We are all now aware of the proper techniques for hand washing, but do we understand exactly why we’re doing it in the first place? And why we’re not allowed to touch our faces anymore?

Let’s start with the basics. To begin, how does the COVID-19 virus infect people? COVID-19, like most respiratory viruses, enters via mucosal surfaces — in layman’s terms, through our mouths, noses, and eyes.

Direct person to person contact, when someone coughs or sneezes, is the main source of infection. Hence, we are now practicing social distancing guidelines of 6 feet. Additionally, the CDC has recently recommended face coverings to further reduce the transmission of the virus through air droplets.

The secondary mode of infection is via touch. Specifically, virus-contaminated-hand direct to your face contact, through the mouth, nose and eyes. Hence, the repeated advisements to a) wash your hands and b) not touch your face. But easier said than done, right?

According to the Journal of Occupational and Environmental Hygiene and the American Journal of Infection Control, people normally touch their face somewhere between 16 to 23 times an hour. Old habits die hard, we understand, but if your hands aren’t washed and you touch your face, the repercussions could be big.

Face coverings can be helpful in reducing contact with your mouth and nose, but they don’t prevent eye rubbing.
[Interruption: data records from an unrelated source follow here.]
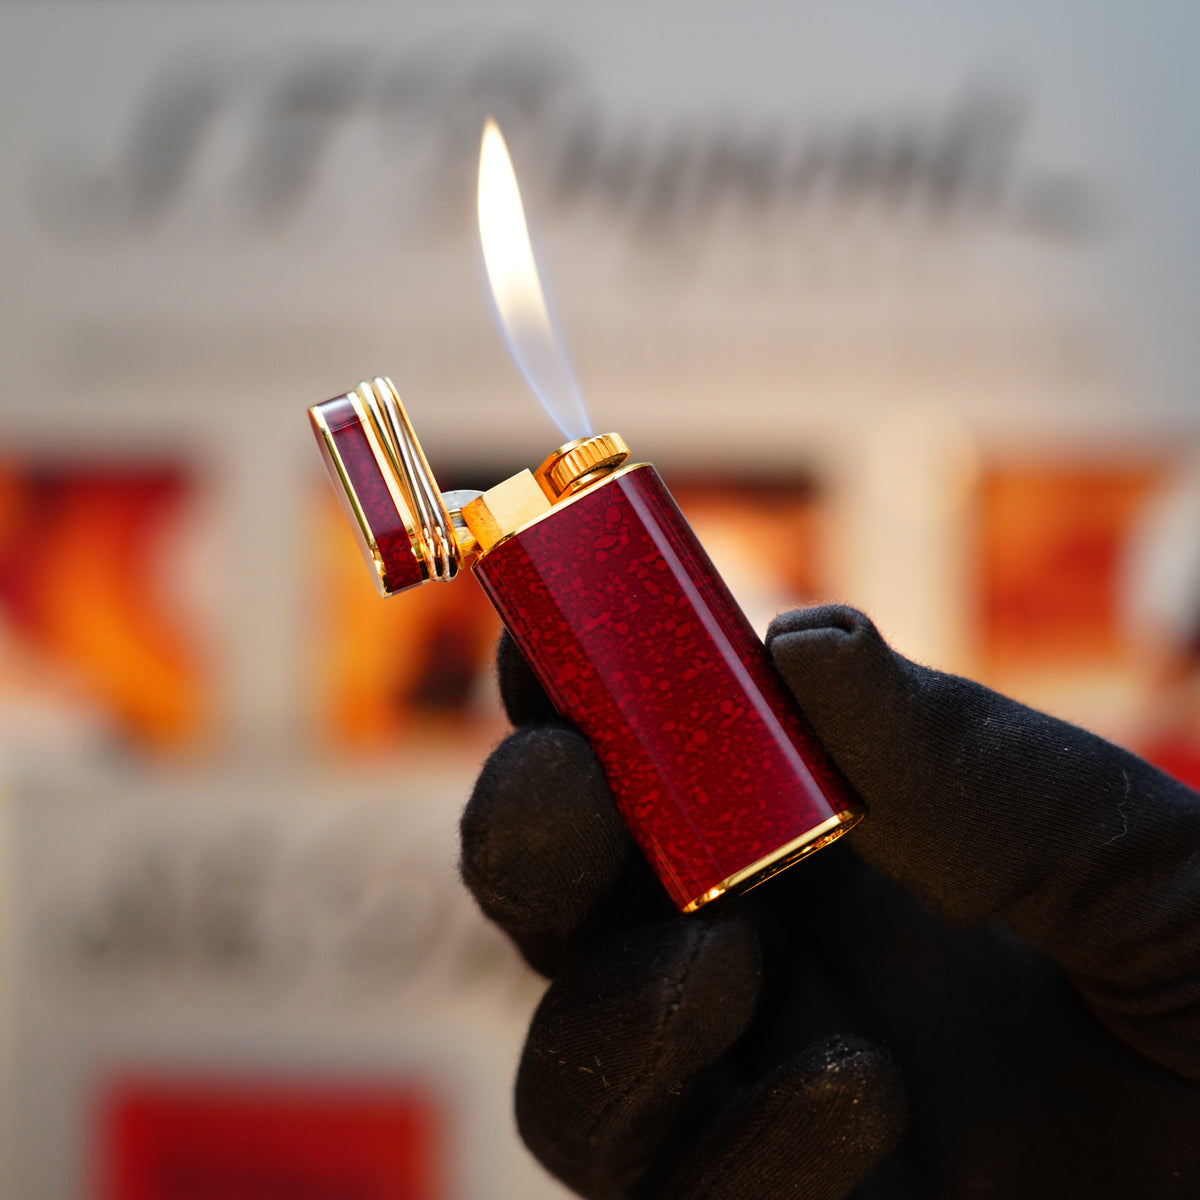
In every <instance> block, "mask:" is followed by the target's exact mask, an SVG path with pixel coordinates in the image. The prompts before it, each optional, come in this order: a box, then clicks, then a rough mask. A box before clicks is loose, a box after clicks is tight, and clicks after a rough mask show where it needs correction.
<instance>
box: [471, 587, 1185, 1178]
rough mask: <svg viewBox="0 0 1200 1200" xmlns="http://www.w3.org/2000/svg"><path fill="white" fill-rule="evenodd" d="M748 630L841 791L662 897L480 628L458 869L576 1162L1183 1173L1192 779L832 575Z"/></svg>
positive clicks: (525, 684) (558, 740)
mask: <svg viewBox="0 0 1200 1200" xmlns="http://www.w3.org/2000/svg"><path fill="white" fill-rule="evenodd" d="M768 647H769V649H770V653H772V655H773V656H774V660H775V664H776V666H778V668H779V671H780V673H781V674H782V677H784V679H785V680H786V682H787V684H788V685H790V688H791V689H792V691H793V692H794V695H796V697H797V702H798V704H799V707H800V708H802V710H803V712H804V713H805V715H806V716H808V719H809V720H810V722H811V724H812V726H814V727H815V730H816V731H817V733H818V734H820V737H821V738H822V740H823V742H824V744H826V746H827V749H828V750H829V752H830V754H832V755H833V757H834V758H835V760H836V762H838V764H839V766H840V767H841V769H842V772H844V773H845V774H846V776H847V779H848V780H850V781H851V784H852V785H853V786H854V787H856V790H857V791H858V793H859V796H860V797H862V799H863V800H864V803H865V805H866V808H868V812H869V815H868V817H866V818H865V820H864V821H863V822H862V823H860V824H859V826H858V827H857V828H856V829H854V830H853V832H852V833H851V834H848V835H847V836H846V838H845V839H842V841H841V842H839V844H838V845H835V846H833V847H830V848H829V850H826V851H822V852H821V853H820V854H817V856H815V857H814V858H812V859H809V860H805V862H804V863H802V864H799V865H798V866H796V868H794V869H792V870H790V871H787V872H785V874H782V875H780V876H778V877H776V878H775V880H773V881H770V882H769V883H767V884H764V886H763V887H762V888H758V889H756V890H755V892H751V893H749V894H748V895H745V896H742V898H728V899H722V900H720V901H718V902H716V904H714V905H713V906H712V907H710V908H706V910H702V911H701V912H700V913H697V914H695V916H680V914H678V913H676V912H674V911H673V908H672V906H671V904H670V901H667V899H666V896H665V894H664V893H662V890H661V888H660V887H659V886H658V883H656V881H654V878H653V876H652V875H650V872H649V869H648V866H647V865H646V864H644V862H643V860H642V858H641V856H640V854H638V853H637V852H636V848H635V847H634V845H632V841H631V839H630V836H629V834H628V833H626V832H625V829H624V826H623V824H622V822H620V818H619V817H618V815H617V812H616V810H614V808H613V804H612V799H611V796H610V794H608V788H607V785H606V784H605V780H604V776H602V774H601V773H600V769H599V766H598V764H596V761H595V758H594V756H593V755H592V751H590V749H589V748H588V745H587V743H586V742H584V740H583V739H582V738H581V737H580V736H578V733H576V732H575V731H574V730H572V728H571V727H570V726H569V725H566V724H565V722H564V721H562V719H559V718H558V716H557V714H556V713H554V710H553V708H552V707H551V706H550V703H548V701H547V700H546V697H545V695H544V694H542V692H541V689H540V688H539V686H538V684H536V680H535V679H534V678H533V676H532V673H530V672H529V670H528V667H527V666H526V664H524V662H523V660H522V659H521V658H520V655H518V654H517V653H516V650H515V649H514V648H512V646H511V643H508V642H506V641H505V642H502V647H500V660H499V666H500V685H502V694H503V696H504V700H505V704H506V708H508V712H509V715H510V718H511V719H512V720H514V724H515V725H516V726H517V730H516V732H515V733H514V734H512V736H511V737H510V738H509V739H508V740H505V742H504V743H503V744H502V745H500V746H499V748H498V749H497V751H496V752H494V754H493V755H492V757H491V758H490V760H488V762H487V764H486V766H485V768H484V772H482V774H481V776H480V779H479V782H478V784H476V787H475V791H474V794H473V796H472V799H470V803H469V805H468V808H467V811H466V814H464V816H463V822H462V835H463V857H462V871H463V877H464V880H466V882H467V884H468V887H469V888H470V889H472V890H473V892H474V894H475V896H476V898H478V900H479V902H480V905H481V906H482V908H484V911H485V912H486V913H487V914H488V916H490V917H492V919H494V920H497V922H498V923H499V924H500V925H502V926H503V928H504V929H505V930H506V931H508V932H509V934H510V936H511V937H512V940H514V941H515V942H516V944H517V946H518V948H520V949H521V950H522V953H523V954H524V955H526V958H527V959H528V960H529V961H530V962H532V964H533V965H534V966H535V967H536V968H538V970H540V971H542V972H544V973H545V974H547V976H548V977H550V979H551V984H550V986H548V989H547V991H546V994H545V997H544V1000H542V1002H541V1004H540V1006H539V1008H538V1012H536V1013H535V1015H534V1019H533V1022H532V1026H530V1030H529V1034H528V1039H527V1044H526V1049H524V1052H523V1057H522V1062H521V1067H520V1070H518V1076H517V1087H516V1110H517V1122H518V1127H520V1129H521V1133H522V1135H523V1138H524V1139H526V1142H527V1145H528V1146H529V1147H530V1150H532V1151H533V1152H534V1154H536V1156H538V1158H539V1159H540V1160H541V1162H542V1163H544V1164H545V1165H546V1166H547V1169H548V1170H551V1171H552V1172H553V1174H556V1175H557V1176H558V1177H559V1178H562V1180H563V1181H564V1182H565V1183H566V1184H568V1186H570V1187H571V1188H574V1189H575V1190H576V1192H578V1193H580V1194H581V1195H583V1196H587V1198H593V1200H601V1198H604V1200H608V1198H612V1200H617V1198H623V1200H624V1198H629V1200H632V1198H648V1196H655V1198H659V1196H661V1198H714V1200H715V1198H718V1196H720V1198H722V1200H751V1198H752V1200H767V1198H829V1200H833V1198H844V1196H858V1198H862V1200H901V1198H904V1200H910V1198H911V1200H916V1198H922V1200H925V1198H976V1196H980V1198H983V1196H986V1198H992V1196H995V1198H1009V1200H1010V1198H1026V1196H1027V1198H1042V1196H1045V1198H1050V1196H1056V1198H1057V1196H1068V1195H1069V1196H1076V1195H1078V1196H1096V1198H1117V1196H1139V1198H1140V1196H1154V1198H1159V1196H1162V1198H1175V1196H1180V1198H1182V1196H1189V1198H1194V1196H1198V1195H1200V797H1198V796H1196V794H1195V793H1193V792H1190V791H1189V790H1188V788H1186V787H1183V786H1181V785H1178V784H1176V782H1175V781H1172V780H1171V779H1169V778H1168V776H1165V775H1163V774H1162V773H1160V772H1157V770H1156V769H1154V768H1152V767H1150V766H1148V764H1147V763H1145V762H1142V761H1141V760H1139V758H1138V757H1135V756H1133V755H1130V754H1128V752H1126V751H1123V750H1121V749H1118V748H1116V746H1114V745H1111V744H1109V743H1106V742H1104V740H1102V739H1099V738H1097V737H1093V736H1092V734H1090V733H1086V732H1085V731H1082V730H1079V728H1075V727H1074V726H1070V725H1067V724H1064V722H1062V721H1057V720H1054V719H1051V718H1049V716H1045V715H1044V714H1040V713H1037V712H1033V710H1031V709H1027V708H1025V707H1022V706H1020V704H1016V703H1015V702H1013V701H1010V700H1007V698H1004V697H1003V696H998V695H996V694H995V692H991V691H989V690H988V689H985V688H982V686H979V685H978V684H974V683H971V682H968V680H965V679H959V678H955V677H953V676H947V674H942V673H940V672H936V671H930V670H928V668H925V667H920V666H917V665H916V664H913V662H910V661H907V660H906V659H904V658H901V656H900V655H898V654H895V653H894V652H893V650H890V649H889V648H888V647H887V644H886V643H884V642H883V640H882V638H881V637H880V635H878V634H877V631H876V630H875V628H874V626H872V625H871V623H870V622H869V620H868V619H866V618H865V617H863V616H862V614H860V613H857V612H854V611H853V610H850V608H844V607H824V608H815V610H808V611H802V612H794V613H788V614H787V616H785V617H781V618H779V619H778V620H776V622H775V623H774V624H773V626H772V629H770V631H769V634H768Z"/></svg>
And what about scratching your ears or forehead? While there is no evidence that the virus can jump surfaces, i.e. go from your forehead to your eyes, those hands of yours can move the virus around your face.

Bottom line, don’t touch your face. If you are out and can’t resist the urge, or have an itch, use hand sanitizer first or grab a tissue and dispose of immediately.

And, of course, continue to maintain vigilant hand hygiene to protect yourself from your own biggest threat — your hands!